È qui che l’educazione e la consapevolezza diventano decisive. I consumatori devono essere messi in grado di riconoscere i rischi associati a prodotti troppo economici o provenienti da canali poco trasparenti. Il regolamento, con i suoi strumenti di informazione e segnalazione, offre una base solida, ma sarà il comportamento consapevole degli utenti a fare davvero la differenza. In questa partita, il futuro della sicurezza dei prodotti dipende tanto dalla normativa quanto dalle scelte quotidiane di chi acquista che, a sua volta, come già detto, dev’essere oggetto di campagne di sensibilizzazione ed educazione.

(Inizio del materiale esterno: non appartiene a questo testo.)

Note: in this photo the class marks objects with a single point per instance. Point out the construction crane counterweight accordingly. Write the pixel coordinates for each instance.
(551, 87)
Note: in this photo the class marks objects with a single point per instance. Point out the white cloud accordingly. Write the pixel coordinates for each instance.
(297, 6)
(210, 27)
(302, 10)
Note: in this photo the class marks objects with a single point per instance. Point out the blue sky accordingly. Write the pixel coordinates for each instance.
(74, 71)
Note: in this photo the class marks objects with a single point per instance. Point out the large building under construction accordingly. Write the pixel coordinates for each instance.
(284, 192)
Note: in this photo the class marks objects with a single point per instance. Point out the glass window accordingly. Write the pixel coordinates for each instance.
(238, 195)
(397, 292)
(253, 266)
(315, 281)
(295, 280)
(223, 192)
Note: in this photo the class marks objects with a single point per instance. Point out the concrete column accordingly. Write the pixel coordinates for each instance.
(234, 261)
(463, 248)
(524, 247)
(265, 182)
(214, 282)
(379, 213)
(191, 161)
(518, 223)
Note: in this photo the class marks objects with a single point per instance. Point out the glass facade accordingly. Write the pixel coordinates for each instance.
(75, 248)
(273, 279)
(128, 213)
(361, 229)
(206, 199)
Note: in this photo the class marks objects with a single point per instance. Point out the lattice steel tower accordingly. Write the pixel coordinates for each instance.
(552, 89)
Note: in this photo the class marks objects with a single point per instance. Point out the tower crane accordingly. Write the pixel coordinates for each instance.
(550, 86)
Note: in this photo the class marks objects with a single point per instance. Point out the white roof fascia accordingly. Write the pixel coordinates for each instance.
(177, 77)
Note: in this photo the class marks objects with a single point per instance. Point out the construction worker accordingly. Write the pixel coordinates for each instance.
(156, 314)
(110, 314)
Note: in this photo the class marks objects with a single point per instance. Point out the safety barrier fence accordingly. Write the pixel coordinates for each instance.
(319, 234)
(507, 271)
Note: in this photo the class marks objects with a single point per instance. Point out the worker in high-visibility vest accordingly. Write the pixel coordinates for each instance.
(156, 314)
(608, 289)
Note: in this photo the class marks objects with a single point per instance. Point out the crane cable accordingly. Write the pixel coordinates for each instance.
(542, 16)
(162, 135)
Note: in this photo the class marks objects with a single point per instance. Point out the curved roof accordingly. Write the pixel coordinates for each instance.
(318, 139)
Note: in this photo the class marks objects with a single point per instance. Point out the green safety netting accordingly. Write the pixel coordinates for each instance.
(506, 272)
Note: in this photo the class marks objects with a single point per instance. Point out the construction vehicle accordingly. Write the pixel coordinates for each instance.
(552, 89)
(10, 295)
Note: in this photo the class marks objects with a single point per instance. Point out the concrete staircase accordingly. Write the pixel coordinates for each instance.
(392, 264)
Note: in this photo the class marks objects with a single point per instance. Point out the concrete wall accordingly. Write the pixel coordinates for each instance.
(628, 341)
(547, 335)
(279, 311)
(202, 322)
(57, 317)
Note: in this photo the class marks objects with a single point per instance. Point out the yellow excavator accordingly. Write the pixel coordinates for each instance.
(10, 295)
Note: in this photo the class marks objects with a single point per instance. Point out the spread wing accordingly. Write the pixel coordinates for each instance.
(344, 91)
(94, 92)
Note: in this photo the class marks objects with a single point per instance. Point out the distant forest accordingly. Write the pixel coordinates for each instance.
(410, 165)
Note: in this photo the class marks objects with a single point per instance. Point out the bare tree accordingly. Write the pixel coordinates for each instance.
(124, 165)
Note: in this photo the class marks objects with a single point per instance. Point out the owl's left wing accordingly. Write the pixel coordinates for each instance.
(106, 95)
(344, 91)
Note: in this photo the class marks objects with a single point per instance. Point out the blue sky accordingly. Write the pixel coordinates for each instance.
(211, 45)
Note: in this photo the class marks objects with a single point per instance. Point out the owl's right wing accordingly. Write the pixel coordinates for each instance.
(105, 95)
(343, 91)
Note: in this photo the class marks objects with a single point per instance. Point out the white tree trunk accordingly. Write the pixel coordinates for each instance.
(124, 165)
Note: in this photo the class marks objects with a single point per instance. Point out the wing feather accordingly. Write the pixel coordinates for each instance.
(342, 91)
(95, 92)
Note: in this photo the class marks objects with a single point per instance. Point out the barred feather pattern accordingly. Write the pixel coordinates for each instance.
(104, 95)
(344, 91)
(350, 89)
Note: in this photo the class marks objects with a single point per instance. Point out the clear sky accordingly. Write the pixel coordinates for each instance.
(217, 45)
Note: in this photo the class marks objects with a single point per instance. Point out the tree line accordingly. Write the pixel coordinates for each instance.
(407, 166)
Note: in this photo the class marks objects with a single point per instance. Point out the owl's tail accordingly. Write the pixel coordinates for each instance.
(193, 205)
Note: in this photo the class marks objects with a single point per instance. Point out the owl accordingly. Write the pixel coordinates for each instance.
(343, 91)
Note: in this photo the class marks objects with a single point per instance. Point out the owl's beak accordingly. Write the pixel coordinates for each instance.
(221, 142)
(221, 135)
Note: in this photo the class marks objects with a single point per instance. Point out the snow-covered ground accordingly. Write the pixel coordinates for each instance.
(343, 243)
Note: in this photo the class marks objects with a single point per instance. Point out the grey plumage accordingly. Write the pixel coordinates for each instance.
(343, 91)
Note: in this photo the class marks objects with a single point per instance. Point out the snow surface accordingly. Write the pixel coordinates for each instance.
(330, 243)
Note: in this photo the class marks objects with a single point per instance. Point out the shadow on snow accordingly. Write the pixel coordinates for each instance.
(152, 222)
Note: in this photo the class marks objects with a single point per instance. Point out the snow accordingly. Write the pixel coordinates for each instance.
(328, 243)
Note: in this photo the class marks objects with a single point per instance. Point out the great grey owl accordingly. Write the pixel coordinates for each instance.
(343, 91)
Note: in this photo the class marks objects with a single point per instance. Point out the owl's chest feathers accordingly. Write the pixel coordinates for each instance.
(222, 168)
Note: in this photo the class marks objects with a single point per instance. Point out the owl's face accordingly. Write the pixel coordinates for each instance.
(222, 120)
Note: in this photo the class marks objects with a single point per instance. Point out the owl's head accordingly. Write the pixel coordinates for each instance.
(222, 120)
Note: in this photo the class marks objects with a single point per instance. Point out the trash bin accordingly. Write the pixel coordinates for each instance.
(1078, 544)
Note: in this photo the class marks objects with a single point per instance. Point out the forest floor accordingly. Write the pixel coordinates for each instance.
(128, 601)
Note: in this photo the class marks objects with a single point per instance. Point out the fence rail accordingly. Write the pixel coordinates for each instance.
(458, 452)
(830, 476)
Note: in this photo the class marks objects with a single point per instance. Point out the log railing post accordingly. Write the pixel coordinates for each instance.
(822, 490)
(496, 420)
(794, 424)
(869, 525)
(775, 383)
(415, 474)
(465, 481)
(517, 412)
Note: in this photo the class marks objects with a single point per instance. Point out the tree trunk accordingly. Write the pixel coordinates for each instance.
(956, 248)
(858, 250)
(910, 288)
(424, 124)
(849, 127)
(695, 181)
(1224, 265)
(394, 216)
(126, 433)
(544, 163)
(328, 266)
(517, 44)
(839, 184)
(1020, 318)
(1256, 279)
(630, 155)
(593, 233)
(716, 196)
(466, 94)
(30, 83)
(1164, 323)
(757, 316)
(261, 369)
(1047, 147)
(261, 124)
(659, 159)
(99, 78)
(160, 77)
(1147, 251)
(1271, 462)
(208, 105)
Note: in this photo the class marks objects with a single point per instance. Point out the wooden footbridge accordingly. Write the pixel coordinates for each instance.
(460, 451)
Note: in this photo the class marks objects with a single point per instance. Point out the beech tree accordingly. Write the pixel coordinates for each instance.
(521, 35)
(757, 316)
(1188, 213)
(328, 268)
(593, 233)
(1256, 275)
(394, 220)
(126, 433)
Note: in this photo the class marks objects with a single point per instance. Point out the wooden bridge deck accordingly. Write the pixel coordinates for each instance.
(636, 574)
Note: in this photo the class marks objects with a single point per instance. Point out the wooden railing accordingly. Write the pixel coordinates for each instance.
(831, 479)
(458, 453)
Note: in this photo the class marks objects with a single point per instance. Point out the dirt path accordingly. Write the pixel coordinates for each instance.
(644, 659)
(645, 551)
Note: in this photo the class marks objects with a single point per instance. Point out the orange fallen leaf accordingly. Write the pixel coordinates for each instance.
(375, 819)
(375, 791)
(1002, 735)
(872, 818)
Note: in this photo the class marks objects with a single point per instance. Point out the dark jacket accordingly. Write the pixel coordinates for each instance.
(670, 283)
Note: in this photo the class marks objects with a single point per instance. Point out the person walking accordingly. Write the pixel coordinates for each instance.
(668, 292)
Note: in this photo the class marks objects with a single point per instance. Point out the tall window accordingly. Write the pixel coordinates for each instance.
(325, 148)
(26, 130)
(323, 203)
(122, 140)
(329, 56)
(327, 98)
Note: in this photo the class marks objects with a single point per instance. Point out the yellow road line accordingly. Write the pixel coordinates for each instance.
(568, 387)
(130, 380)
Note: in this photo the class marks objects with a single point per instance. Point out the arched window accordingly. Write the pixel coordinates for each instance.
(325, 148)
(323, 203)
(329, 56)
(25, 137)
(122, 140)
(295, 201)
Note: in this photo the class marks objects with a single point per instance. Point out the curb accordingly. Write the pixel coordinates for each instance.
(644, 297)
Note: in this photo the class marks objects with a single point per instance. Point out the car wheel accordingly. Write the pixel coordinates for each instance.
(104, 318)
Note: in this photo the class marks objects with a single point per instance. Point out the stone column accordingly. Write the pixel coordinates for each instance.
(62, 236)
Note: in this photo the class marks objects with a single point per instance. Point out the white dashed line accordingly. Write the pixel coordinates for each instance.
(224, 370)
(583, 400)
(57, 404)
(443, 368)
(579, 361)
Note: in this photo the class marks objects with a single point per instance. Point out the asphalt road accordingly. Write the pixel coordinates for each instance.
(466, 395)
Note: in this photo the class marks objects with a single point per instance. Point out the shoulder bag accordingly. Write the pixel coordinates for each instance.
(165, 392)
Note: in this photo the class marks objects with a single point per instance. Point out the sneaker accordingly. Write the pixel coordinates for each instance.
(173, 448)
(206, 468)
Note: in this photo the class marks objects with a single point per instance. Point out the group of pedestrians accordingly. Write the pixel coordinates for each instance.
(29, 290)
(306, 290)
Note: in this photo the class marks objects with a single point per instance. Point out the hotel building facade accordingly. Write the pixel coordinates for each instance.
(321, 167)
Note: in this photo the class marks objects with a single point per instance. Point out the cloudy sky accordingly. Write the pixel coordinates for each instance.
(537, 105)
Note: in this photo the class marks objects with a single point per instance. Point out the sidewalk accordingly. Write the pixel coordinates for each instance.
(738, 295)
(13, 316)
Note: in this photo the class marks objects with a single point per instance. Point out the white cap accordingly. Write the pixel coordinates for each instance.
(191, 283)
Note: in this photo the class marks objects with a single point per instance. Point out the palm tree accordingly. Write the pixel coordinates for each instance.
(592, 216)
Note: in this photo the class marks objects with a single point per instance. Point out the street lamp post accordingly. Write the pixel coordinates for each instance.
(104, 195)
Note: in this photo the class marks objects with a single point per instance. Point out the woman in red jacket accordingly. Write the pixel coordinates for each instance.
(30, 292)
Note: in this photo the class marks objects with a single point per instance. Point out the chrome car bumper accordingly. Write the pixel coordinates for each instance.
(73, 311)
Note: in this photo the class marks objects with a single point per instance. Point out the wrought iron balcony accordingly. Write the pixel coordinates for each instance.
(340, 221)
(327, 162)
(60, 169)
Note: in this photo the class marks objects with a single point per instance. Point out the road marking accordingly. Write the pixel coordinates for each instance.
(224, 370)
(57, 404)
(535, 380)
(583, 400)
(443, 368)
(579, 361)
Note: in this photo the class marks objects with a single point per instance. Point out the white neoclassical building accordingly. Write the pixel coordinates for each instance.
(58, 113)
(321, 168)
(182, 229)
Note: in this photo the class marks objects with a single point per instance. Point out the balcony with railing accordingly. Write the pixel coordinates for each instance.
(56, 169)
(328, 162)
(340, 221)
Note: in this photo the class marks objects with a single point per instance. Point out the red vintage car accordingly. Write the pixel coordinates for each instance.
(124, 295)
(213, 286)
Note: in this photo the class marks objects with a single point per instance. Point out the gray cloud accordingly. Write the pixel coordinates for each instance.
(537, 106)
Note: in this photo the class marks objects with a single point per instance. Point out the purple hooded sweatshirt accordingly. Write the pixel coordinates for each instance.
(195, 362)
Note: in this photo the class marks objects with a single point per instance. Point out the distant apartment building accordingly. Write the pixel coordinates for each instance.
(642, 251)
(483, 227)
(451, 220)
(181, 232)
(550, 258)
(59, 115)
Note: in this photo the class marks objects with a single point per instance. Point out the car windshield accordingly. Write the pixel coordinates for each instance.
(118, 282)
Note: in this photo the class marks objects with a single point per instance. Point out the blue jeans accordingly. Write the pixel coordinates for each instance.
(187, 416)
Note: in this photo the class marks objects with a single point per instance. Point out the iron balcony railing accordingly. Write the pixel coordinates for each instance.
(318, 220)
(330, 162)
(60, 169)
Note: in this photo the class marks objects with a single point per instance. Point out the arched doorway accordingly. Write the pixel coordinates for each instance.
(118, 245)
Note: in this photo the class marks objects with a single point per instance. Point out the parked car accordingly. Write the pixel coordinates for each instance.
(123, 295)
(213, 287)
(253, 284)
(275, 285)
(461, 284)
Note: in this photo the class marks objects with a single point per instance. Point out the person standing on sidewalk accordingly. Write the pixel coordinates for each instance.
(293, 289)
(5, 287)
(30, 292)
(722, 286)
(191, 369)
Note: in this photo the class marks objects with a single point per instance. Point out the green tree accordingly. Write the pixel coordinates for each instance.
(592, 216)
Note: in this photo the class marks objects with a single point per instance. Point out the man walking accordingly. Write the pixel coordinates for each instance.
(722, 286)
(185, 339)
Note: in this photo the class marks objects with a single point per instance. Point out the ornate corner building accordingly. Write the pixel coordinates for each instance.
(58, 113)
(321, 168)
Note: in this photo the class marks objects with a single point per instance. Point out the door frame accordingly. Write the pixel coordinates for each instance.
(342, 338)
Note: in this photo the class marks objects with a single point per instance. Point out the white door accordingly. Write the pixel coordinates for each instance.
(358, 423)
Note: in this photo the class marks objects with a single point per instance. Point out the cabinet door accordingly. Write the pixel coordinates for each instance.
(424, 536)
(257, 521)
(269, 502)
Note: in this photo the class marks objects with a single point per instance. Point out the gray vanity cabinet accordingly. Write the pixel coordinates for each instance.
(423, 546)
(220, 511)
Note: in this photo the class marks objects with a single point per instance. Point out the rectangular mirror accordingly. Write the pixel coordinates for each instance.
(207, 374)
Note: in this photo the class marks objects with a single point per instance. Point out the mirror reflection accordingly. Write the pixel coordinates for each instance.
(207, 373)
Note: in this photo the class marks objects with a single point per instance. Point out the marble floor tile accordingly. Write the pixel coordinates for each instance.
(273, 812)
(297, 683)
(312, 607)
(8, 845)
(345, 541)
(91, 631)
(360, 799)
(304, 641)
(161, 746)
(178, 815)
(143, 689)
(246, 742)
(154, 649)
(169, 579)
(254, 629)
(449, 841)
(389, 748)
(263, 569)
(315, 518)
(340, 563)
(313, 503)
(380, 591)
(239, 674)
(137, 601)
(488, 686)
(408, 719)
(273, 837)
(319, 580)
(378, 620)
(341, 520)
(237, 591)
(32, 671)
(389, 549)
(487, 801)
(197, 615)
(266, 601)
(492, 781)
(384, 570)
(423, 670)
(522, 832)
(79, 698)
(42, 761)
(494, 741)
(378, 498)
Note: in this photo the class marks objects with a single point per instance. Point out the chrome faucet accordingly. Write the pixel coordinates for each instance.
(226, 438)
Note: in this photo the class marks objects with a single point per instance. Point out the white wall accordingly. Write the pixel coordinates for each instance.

E allora, infine, torniamo lì: alla circolarità del sistema. Non basta introdurre norme stringenti. La loro efficacia dipenderà dalla collaborazione tra tutti gli attori coinvolti. Consumatori, aziende e autorità non possono agire come entità isolate. La sicurezza dei prodotti diventa un obiettivo comune che richiede dialogo, trasparenza e una visione condivisa. Ogni richiamo, ogni segnalazione e ogni verifica devono essere visti come parte di un meccanismo più grande, progettato per proteggere non solo il singolo cittadino, ma anche l’integrità del mercato europeo.

Mi piace pensare a questo regolamento non come una serie di articoli legislativi, ma come una vera e propria dichiarazione d’intenti. Un’Europa che vuole proteggere i propri cittadini, garantire un mercato equo e rafforzare la fiducia reciproca. Bellissimo.